Both the Senate and House bills lavishly benefit the wealthiest households and individuals. The Senate bill doubles the estate tax threshold, enabling individuals to inherit tax free up to $11 million and couples up to $22 million. The House bill would eliminate the estate tax entirely.

More than 60 percent of the Senate bill’s individual tax cuts in 2027 go to the richest one percent of households making $1 million or more; 48 percent of current tax-paying households would face tax increases according to the Tax Policy Center. The Senate bill ends individual tax benefits after 10 years while making permanent tax cuts for corporations. The House bill continues both individual and corporate tax cuts.

The Senate’s $1,000 Child Tax Credit increase to benefit families with children and make up for elimination of the personal exemption for dependents provides little or no assistance to poor and middle-income working families. Yet, both the Senate and House bills enable higher-income families to qualify for the credit for the first time. Neither Senate nor House bills make the credit fully refundable to help working families with the lowest incomes. Both bills would end eligibility of children in low-income working immigrant families for the credit without Social Security numbers. Tax-paying immigrant families are required currently to have only an Individual Taxpayer Identification Number to qualify for the Child Tax Credit.

The Senate’s permanent corporate tax cuts are partially paid for by repealing the Affordable Care Act’s individual mandate and tax penalty. This will leave 13 million fewer people insured in 10 years, raise health insurance premiums for many more and destabilize the health insurance marketplace.

The $1.5 trillion 10-year deficit the House and Senate bills create will cause deep cuts in Medicaid, the Supplemental Nutrition Assistance Program (SNAP), child care, education, Pell Grants, housing and other critical child services.

No funds will be left over for the next decade to end child poverty for the more than 13.2 million children struggling to grow up healthy and educated.
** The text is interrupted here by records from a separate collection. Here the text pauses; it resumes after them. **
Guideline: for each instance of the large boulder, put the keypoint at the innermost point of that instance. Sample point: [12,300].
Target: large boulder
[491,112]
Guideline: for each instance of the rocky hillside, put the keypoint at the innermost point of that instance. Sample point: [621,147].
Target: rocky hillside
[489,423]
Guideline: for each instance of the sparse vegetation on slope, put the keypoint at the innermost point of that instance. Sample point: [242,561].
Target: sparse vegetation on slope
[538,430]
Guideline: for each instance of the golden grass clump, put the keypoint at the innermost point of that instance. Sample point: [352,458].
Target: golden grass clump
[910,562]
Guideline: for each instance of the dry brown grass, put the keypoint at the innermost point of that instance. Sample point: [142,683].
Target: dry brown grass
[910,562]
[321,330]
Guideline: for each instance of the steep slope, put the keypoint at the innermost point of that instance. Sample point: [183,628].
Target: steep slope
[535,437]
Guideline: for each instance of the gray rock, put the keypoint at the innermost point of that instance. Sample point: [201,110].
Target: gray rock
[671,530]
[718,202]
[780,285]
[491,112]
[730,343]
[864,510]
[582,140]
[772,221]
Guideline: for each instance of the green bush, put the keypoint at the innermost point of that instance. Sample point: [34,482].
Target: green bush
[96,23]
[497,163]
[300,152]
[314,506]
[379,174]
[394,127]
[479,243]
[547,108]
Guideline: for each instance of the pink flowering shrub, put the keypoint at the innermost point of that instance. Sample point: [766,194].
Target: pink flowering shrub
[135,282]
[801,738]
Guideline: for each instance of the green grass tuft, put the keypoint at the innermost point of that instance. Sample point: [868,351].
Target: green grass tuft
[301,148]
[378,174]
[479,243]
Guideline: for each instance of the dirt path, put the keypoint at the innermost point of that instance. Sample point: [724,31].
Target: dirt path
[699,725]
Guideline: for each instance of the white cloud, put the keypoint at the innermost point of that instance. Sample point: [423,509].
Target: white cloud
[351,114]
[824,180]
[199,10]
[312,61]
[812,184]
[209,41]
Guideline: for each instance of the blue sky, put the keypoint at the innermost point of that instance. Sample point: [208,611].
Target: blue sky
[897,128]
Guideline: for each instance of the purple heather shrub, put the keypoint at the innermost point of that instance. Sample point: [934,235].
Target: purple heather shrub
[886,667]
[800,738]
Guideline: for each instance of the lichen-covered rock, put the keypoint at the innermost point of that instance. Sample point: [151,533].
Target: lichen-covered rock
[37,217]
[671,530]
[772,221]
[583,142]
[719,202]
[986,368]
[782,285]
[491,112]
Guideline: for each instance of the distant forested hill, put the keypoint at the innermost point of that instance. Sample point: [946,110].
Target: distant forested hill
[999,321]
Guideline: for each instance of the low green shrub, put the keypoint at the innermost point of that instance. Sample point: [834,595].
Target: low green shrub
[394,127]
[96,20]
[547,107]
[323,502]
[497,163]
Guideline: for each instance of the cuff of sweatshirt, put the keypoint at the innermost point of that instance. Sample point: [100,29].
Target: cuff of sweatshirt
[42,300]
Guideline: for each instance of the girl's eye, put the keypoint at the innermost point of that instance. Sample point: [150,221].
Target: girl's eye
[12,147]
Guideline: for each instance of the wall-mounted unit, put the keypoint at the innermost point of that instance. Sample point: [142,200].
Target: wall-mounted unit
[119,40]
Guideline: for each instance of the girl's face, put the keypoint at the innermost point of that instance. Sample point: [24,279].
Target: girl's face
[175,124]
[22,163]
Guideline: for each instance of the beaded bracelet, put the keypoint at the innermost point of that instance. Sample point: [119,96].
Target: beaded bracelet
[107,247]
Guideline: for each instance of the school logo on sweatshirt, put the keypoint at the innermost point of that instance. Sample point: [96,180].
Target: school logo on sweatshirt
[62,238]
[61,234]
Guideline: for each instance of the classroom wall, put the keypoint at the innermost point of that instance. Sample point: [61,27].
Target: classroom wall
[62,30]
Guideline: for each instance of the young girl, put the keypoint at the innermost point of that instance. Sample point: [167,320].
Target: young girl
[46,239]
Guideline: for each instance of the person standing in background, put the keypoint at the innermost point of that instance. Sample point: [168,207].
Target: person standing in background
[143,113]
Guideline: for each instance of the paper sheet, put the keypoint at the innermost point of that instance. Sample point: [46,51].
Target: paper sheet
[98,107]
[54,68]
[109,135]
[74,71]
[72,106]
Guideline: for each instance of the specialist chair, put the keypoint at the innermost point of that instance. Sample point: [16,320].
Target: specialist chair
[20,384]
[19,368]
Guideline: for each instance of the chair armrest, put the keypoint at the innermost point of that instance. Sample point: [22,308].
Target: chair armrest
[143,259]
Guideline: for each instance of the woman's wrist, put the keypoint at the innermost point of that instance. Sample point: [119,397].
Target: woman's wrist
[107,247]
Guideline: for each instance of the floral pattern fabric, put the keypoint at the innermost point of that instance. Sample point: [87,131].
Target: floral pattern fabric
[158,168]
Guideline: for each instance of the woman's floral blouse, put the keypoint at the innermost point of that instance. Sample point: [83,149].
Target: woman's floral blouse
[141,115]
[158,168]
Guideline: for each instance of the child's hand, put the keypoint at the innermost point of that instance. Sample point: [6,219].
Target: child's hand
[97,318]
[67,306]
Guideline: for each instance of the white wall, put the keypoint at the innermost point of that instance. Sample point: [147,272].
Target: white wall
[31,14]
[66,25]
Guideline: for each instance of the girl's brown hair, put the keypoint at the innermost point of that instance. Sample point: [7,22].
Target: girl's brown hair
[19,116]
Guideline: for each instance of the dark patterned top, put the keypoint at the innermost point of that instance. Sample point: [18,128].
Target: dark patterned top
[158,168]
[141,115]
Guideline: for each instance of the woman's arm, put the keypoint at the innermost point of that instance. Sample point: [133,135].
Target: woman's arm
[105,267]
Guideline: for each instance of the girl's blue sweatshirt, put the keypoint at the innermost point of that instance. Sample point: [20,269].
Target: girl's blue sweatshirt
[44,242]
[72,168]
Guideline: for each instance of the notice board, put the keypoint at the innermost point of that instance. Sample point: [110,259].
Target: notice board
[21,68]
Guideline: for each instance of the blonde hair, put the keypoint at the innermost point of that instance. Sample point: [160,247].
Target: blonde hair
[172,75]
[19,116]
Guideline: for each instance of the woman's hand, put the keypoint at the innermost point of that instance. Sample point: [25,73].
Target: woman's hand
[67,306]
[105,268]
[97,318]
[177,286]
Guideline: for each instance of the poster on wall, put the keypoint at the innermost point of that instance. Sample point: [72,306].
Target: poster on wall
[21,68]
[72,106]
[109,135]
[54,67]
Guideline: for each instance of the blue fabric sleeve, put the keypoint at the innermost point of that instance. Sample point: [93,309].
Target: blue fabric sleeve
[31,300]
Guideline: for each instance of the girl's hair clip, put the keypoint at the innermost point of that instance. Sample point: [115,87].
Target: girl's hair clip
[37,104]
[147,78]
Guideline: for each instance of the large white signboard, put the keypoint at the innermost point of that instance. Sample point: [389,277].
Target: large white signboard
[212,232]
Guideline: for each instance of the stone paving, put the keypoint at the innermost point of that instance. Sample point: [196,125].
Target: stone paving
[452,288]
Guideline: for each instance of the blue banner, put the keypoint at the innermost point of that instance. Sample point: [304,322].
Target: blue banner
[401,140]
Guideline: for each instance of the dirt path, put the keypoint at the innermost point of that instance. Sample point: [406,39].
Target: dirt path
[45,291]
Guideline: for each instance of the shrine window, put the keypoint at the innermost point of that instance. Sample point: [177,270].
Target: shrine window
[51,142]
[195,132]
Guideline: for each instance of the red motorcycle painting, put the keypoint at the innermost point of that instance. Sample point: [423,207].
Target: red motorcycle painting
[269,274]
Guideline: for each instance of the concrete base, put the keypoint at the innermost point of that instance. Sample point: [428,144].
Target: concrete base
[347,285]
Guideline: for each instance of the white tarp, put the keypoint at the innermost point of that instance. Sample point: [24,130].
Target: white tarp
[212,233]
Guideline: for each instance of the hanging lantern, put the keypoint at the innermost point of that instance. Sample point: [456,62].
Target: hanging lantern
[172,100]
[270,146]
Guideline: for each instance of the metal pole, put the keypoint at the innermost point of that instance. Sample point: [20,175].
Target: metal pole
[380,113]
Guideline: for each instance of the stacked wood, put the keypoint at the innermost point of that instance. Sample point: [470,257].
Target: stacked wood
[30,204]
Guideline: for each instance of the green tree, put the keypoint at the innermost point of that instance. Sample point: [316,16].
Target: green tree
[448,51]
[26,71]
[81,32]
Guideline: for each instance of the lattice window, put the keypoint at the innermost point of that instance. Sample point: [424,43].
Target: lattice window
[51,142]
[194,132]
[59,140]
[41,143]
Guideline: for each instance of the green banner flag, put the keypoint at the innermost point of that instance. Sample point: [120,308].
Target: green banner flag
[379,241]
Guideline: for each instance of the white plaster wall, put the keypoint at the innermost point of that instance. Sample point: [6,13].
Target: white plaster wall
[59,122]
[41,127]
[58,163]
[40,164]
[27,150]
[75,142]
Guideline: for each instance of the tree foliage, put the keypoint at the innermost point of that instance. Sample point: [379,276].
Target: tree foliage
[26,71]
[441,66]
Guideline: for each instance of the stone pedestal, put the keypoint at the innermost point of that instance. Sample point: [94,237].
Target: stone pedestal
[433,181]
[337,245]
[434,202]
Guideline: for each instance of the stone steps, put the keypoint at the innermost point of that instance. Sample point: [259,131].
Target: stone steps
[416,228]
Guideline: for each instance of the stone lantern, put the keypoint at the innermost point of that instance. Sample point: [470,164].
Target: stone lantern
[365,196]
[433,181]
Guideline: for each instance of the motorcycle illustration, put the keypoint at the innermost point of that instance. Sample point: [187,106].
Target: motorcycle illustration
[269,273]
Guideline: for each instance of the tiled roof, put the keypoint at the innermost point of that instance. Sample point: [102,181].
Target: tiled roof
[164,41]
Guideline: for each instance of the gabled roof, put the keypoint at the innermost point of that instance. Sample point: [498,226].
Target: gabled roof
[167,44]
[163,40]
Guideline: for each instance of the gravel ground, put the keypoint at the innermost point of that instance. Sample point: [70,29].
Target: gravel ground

Imagine spending $1.5 trillion or even one-tenth of that each year on children’s needs? Two years ago CDF commissioned the Urban Institute to assess steps to end child poverty right now. We identified modest improvements to nine programs we knew helped reduce child poverty: increasing the value of SNAP’s food benefits, providing housing subsidies for poor and near-poor families with children, making the Child Tax Credit fully refundable, increasing the Earned Income Tax Credit for the lowest-income families, creating a subsidized jobs program, increasing the minimum wage, expanding the federal child care subsidy program, making the Child and Dependent Care Tax Credit fully refundable, and helping more families get child support payments. Implementing all these improvements together would lift 60 percent of all poor children and 72 percent of poor children of color from poverty for a year, at a $77.2 billion federal and state government cost – less than half of one year of the $1.5 trillion deficit increase. A $1.5 trillion investment could lift these children from poverty to adulthood.

We must tell Congress to reject this morally indefensible tax boondoggle and instead invest in protecting children and maintaining any semblance of fairness.

Not one new dime in tax breaks for millionaires and billionaires as long as more than 13.2 million children are poor, and millions of children are hungry, uneducated, homeless and without health coverage. Stand up and fight. A nation that does not stand up for its children does not stand for anything and will not stand tall in the future.